Assim, de acordo com a legislação vigente, a Comissão da Verdade tem como limite “examinar e esclarecer [...] graves violações de direitos humanos”, mas não tem nenhum poder denunciante. Para que os responsáveis por essas violações sejam levados à Justiça, como vem acontecendo na Argentina nos últimos anos, é necessária a imediata revogação da Lei de Anistia, evocada pelos militares para afirmarem seu perdão, o que podemos entender como manutenção da impunidade. Nesse sentido é bastante relevante o que disse a alta-comissária da ONU para os Direitos Humanos no ato de sanção da Lei que criou a Comissão da Verdade que “exortou ao Brasil a adotar medidas adicionais para facilitar o processamento dos supostos responsáveis por violações passadas aos direitos humanos compreendidas nos resultados do trabalho da Comissão. Tais medidas deveriam incluir a promulgação de novas leis para revogar a Lei de Anistia de 1979 ou declará-la inaplicável (grifo nosso), já que impede a investigação e o fim da impunidade por violações sérias dos direitos humanos, na contramão do direito internacional em matéria de direitos humanos” (tradução livre).

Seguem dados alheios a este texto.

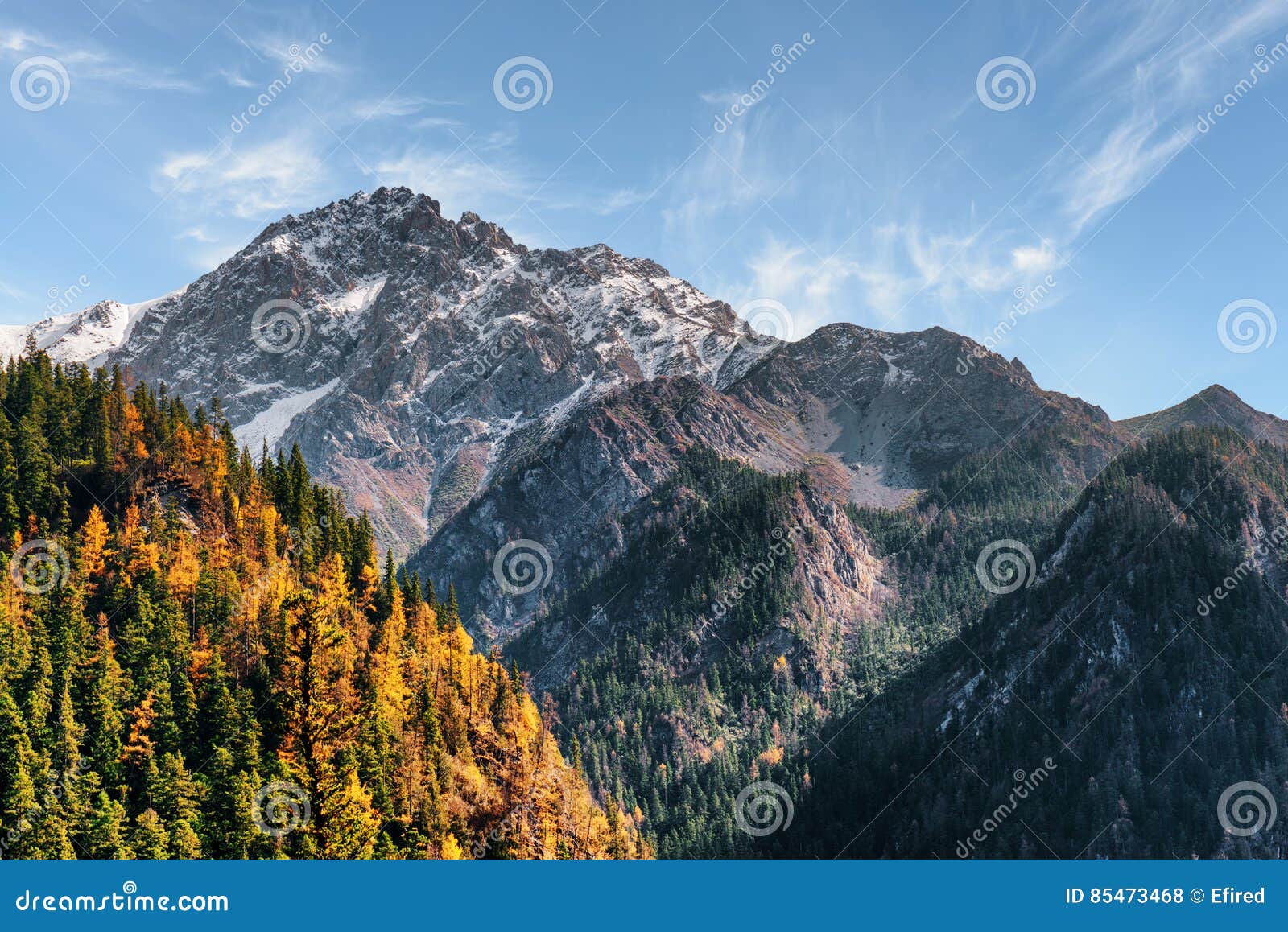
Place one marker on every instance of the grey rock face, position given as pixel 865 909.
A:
pixel 468 392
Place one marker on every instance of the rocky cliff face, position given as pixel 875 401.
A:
pixel 468 392
pixel 410 356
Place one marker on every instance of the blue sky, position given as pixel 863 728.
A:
pixel 880 178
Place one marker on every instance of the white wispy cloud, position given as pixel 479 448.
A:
pixel 90 66
pixel 396 105
pixel 248 180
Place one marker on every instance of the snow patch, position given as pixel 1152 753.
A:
pixel 270 425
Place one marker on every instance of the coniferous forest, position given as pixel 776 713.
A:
pixel 201 655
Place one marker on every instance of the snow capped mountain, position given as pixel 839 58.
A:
pixel 83 336
pixel 416 358
pixel 410 356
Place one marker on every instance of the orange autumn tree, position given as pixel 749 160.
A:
pixel 221 667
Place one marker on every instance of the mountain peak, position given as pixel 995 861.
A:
pixel 1212 407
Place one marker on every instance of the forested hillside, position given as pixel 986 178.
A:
pixel 203 657
pixel 1139 676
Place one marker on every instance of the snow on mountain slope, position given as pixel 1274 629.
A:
pixel 409 354
pixel 80 336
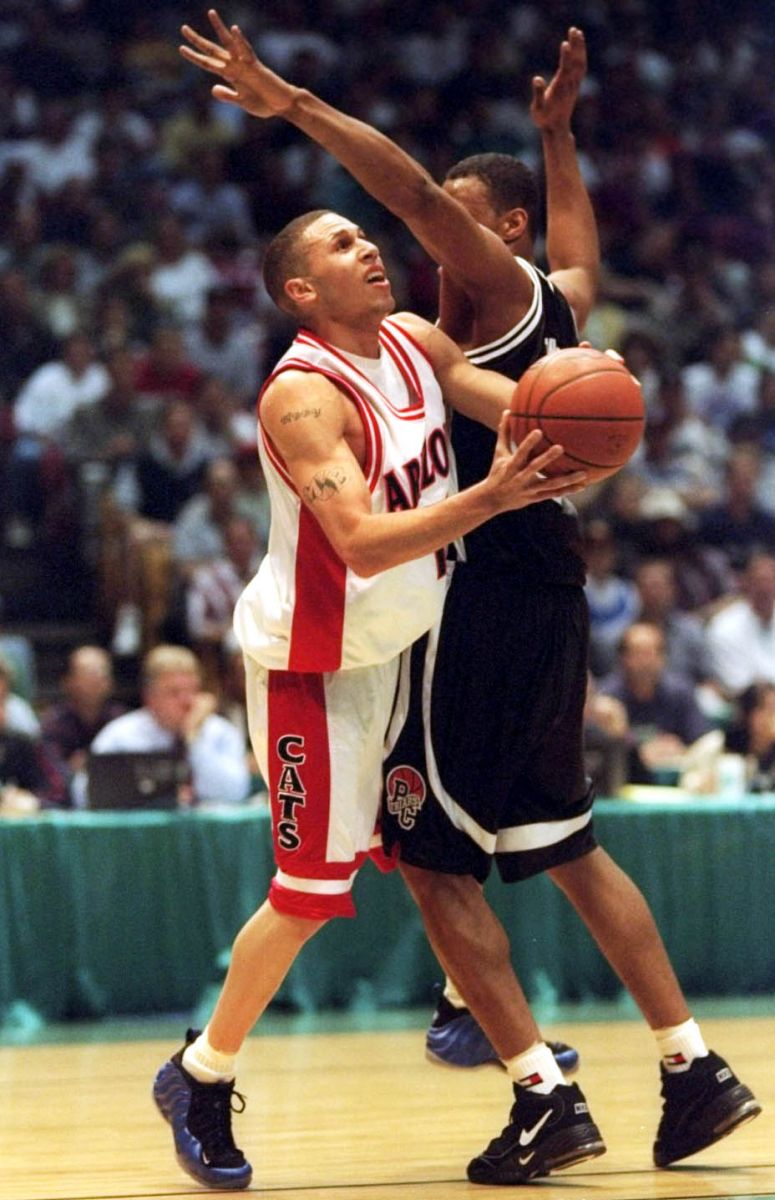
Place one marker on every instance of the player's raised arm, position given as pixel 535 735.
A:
pixel 572 246
pixel 449 234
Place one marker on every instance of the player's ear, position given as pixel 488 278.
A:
pixel 512 225
pixel 300 291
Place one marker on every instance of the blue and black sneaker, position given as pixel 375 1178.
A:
pixel 701 1105
pixel 545 1133
pixel 456 1039
pixel 200 1119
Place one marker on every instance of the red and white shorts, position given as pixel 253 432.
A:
pixel 320 741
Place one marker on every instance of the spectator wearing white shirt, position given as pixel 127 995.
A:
pixel 724 387
pixel 42 409
pixel 178 714
pixel 742 636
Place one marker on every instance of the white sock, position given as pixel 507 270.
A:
pixel 535 1068
pixel 206 1065
pixel 452 995
pixel 680 1044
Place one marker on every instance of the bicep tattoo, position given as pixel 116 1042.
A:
pixel 324 485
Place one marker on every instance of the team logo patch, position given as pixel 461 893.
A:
pixel 406 793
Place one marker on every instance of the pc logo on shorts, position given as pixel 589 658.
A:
pixel 406 792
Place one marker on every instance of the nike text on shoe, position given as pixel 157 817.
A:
pixel 545 1133
pixel 200 1119
pixel 701 1105
pixel 456 1039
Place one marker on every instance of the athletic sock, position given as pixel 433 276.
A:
pixel 535 1068
pixel 679 1045
pixel 206 1065
pixel 454 996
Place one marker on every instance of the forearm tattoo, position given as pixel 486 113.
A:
pixel 324 485
pixel 287 418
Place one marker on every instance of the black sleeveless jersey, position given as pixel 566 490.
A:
pixel 542 541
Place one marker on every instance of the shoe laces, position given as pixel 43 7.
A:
pixel 210 1121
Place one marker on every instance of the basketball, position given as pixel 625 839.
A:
pixel 584 401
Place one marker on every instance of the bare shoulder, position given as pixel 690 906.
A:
pixel 301 401
pixel 431 340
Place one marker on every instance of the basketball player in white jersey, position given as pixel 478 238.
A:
pixel 352 436
pixel 502 309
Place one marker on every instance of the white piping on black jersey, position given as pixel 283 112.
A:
pixel 521 331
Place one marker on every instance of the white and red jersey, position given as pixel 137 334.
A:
pixel 306 610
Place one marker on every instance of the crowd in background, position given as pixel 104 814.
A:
pixel 136 331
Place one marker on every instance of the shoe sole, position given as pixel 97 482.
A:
pixel 744 1108
pixel 565 1152
pixel 170 1097
pixel 439 1061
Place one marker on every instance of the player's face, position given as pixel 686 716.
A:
pixel 346 270
pixel 474 195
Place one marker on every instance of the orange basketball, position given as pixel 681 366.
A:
pixel 584 401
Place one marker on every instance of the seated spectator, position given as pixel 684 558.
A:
pixel 42 408
pixel 722 387
pixel 738 525
pixel 742 636
pixel 662 713
pixel 73 721
pixel 164 373
pixel 22 779
pixel 216 587
pixel 688 651
pixel 223 346
pixel 178 714
pixel 606 741
pixel 613 601
pixel 667 531
pixel 752 735
pixel 198 533
pixel 18 714
pixel 181 275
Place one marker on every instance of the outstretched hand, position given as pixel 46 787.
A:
pixel 516 473
pixel 553 103
pixel 248 83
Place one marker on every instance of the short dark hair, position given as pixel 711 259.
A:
pixel 284 257
pixel 510 183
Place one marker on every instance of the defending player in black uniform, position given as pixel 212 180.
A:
pixel 515 616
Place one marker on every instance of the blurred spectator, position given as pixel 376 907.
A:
pixel 164 372
pixel 42 409
pixel 722 387
pixel 22 779
pixel 662 713
pixel 18 715
pixel 176 714
pixel 752 735
pixel 216 587
pixel 667 531
pixel 181 275
pixel 206 203
pixel 738 526
pixel 72 721
pixel 26 343
pixel 199 531
pixel 613 600
pixel 606 742
pixel 742 636
pixel 688 651
pixel 221 346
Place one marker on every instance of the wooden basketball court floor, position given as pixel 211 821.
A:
pixel 360 1115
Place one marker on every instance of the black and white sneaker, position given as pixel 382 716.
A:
pixel 200 1119
pixel 456 1039
pixel 701 1105
pixel 545 1133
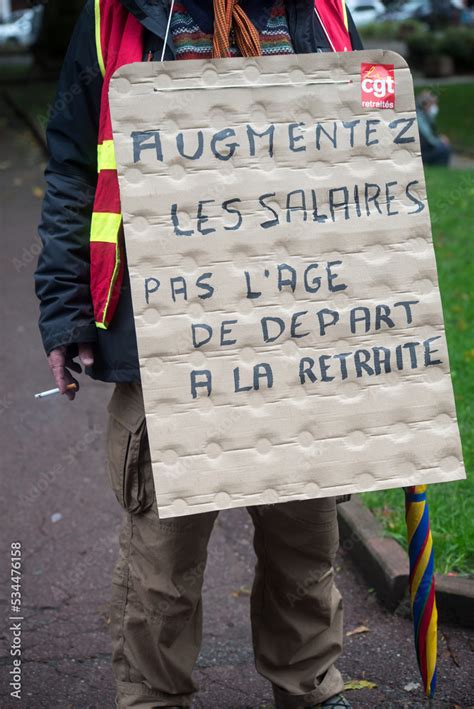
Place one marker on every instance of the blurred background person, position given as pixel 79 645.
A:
pixel 435 148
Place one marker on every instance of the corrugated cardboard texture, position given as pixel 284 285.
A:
pixel 317 410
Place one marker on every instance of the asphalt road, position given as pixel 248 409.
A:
pixel 56 500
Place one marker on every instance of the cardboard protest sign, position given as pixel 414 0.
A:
pixel 284 284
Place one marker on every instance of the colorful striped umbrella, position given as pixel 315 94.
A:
pixel 422 584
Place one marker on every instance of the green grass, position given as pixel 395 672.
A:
pixel 35 99
pixel 451 198
pixel 455 112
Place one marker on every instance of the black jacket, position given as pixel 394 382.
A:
pixel 62 275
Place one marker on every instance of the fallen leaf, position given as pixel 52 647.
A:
pixel 358 631
pixel 359 684
pixel 243 591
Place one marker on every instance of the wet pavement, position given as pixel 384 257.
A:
pixel 57 501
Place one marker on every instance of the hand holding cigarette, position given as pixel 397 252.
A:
pixel 60 366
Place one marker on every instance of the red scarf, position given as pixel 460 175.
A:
pixel 333 17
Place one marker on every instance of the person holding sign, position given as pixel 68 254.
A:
pixel 86 311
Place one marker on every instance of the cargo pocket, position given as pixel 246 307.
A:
pixel 128 459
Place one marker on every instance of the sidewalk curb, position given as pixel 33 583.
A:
pixel 384 565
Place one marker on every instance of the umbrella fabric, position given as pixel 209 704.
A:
pixel 422 584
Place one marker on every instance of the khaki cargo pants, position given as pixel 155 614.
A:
pixel 156 620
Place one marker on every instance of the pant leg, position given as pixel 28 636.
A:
pixel 296 609
pixel 156 617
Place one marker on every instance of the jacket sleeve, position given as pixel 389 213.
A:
pixel 62 274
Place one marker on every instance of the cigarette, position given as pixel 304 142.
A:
pixel 51 392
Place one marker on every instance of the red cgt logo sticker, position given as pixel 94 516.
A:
pixel 377 83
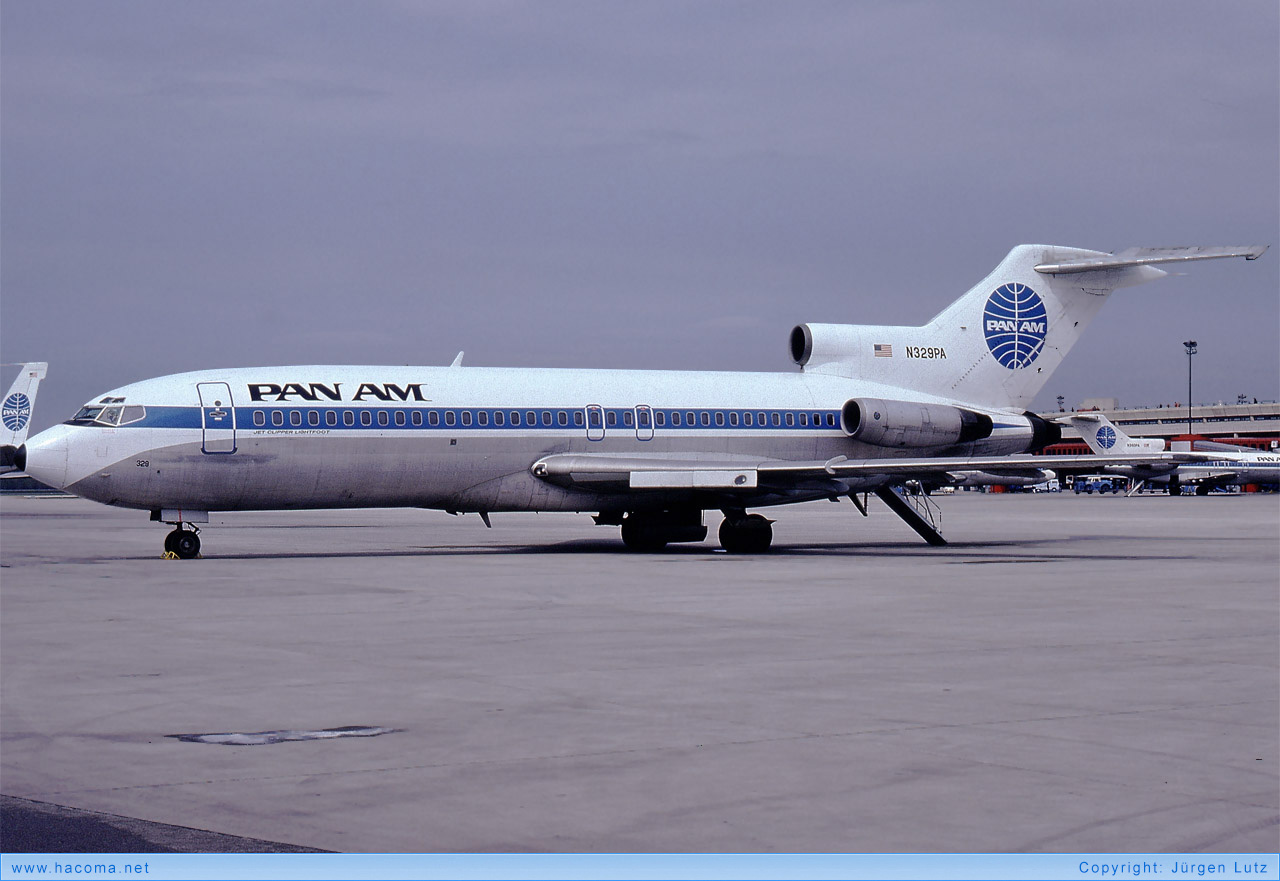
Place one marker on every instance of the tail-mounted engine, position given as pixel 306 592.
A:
pixel 910 424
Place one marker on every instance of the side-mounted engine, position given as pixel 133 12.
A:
pixel 912 424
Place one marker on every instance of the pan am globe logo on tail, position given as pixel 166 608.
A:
pixel 16 411
pixel 1015 323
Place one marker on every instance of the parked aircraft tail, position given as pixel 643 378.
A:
pixel 16 411
pixel 1106 438
pixel 999 343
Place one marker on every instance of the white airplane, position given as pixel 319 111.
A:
pixel 16 411
pixel 1211 465
pixel 649 451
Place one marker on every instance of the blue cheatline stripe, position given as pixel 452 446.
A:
pixel 498 419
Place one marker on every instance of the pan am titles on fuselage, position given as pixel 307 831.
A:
pixel 650 451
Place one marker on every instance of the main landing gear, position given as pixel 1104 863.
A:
pixel 745 533
pixel 182 543
pixel 653 530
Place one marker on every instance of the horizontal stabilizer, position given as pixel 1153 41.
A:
pixel 1148 258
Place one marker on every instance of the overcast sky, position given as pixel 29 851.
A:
pixel 640 185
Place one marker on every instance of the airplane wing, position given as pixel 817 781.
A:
pixel 602 471
pixel 1148 258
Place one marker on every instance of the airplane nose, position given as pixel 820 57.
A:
pixel 44 457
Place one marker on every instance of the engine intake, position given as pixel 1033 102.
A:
pixel 912 424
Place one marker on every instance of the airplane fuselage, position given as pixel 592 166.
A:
pixel 452 438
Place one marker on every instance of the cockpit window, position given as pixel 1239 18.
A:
pixel 112 415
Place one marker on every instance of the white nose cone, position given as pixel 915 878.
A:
pixel 46 457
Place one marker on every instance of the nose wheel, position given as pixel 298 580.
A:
pixel 182 543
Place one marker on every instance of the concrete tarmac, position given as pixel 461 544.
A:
pixel 1070 674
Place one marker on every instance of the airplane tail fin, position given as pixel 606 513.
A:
pixel 1106 438
pixel 1015 327
pixel 16 411
pixel 999 343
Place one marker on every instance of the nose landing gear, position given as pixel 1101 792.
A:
pixel 182 543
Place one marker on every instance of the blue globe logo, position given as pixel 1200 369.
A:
pixel 16 411
pixel 1015 323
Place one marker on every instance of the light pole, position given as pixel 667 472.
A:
pixel 1191 350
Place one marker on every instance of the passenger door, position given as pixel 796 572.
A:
pixel 216 418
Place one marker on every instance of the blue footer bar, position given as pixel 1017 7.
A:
pixel 626 867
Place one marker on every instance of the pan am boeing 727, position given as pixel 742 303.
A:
pixel 649 451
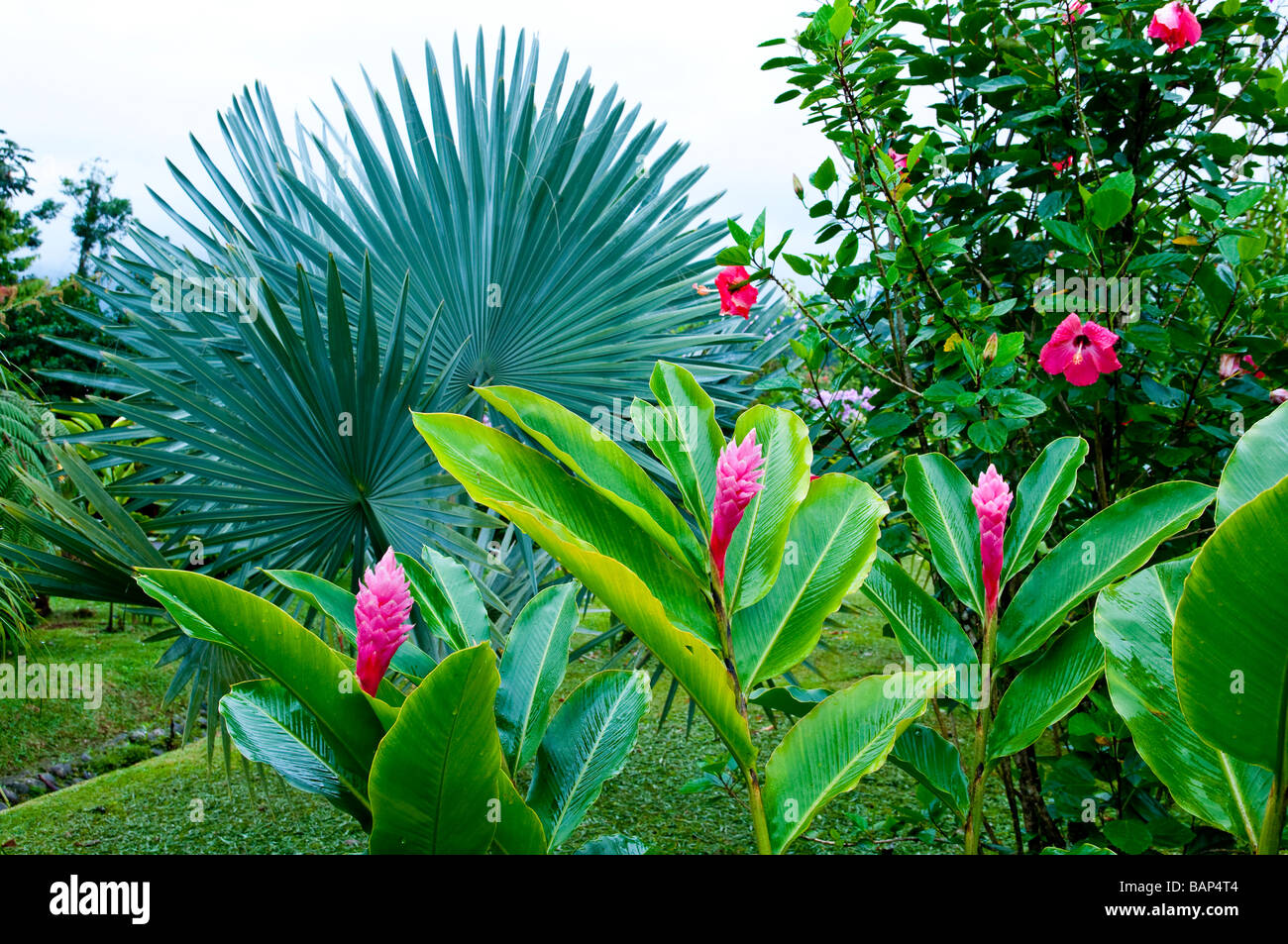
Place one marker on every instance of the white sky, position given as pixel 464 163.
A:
pixel 128 81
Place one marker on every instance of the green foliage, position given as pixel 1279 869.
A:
pixel 423 772
pixel 541 241
pixel 98 217
pixel 20 231
pixel 1205 704
pixel 1054 166
pixel 40 336
pixel 791 577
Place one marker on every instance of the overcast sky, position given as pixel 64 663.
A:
pixel 128 81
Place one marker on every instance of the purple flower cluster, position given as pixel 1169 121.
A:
pixel 851 400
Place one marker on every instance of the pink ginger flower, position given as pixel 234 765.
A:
pixel 1176 26
pixel 737 301
pixel 1252 367
pixel 384 603
pixel 992 498
pixel 1080 352
pixel 738 472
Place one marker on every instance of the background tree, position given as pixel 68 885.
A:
pixel 18 231
pixel 99 215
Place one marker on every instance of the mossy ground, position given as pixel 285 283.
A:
pixel 38 732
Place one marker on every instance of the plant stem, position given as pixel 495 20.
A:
pixel 1273 824
pixel 983 717
pixel 759 824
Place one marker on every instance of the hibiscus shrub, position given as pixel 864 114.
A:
pixel 1038 220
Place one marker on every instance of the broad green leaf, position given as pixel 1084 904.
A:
pixel 518 829
pixel 831 541
pixel 1133 622
pixel 756 548
pixel 829 750
pixel 1048 481
pixel 1046 690
pixel 840 20
pixel 683 433
pixel 286 652
pixel 790 699
pixel 434 780
pixel 532 669
pixel 338 604
pixel 613 845
pixel 935 764
pixel 449 597
pixel 1112 202
pixel 526 485
pixel 1069 235
pixel 270 726
pixel 938 494
pixel 926 631
pixel 1129 835
pixel 1258 460
pixel 557 517
pixel 600 463
pixel 587 746
pixel 1229 646
pixel 1112 544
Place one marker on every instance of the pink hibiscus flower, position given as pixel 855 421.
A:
pixel 1176 26
pixel 737 301
pixel 1080 352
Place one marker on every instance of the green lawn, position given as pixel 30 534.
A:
pixel 153 806
pixel 178 803
pixel 37 732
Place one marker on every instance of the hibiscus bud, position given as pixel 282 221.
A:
pixel 992 498
pixel 738 472
pixel 381 609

Fica então evidente que a questão de Justiça não é e nem pode, em hipótese alguma, ser confundida com revanchismo de esquerda – como já bem lembrou alguma vez a cidadã do MERCOSUL, grande expoente da luta pelos direitos humanos na Argentina, mais especificamente no que diz respeito à Memória, Verdade e Justiça, Estela de Carlotto (Presidente de Abuelas de la Plaza de Mayo): “os direitos humanos não têm lado, são de todos”. O fato de a própria ONU recomendar o juízo e o castigo dos responsáveis torna isso novamente evidente, porque ninguém que entenda minimamente de política diria que a ONU é uma organização esquerdista. Nesse sentido somamo-nos aos esforços e às vozes que vêm, ao longo dos anos, reivindicando que o Brasil assuma uma verdadeira e efetiva política de direitos humanos, e que nesse contexto a Comissão Nacional da Verdade seja, na realidade, da Memória, da Verdade e da Justiça, pois ao contrário do que setores conservadores da sociedade brasileira tentam fazer crer, ainda há feridas a sarar e injustiças a esclarecer, de modo que possamos ecoar um grito que se escuta ultimamente na Argentina: “Nem esquecimento nem perdão! Juízo e castigo”.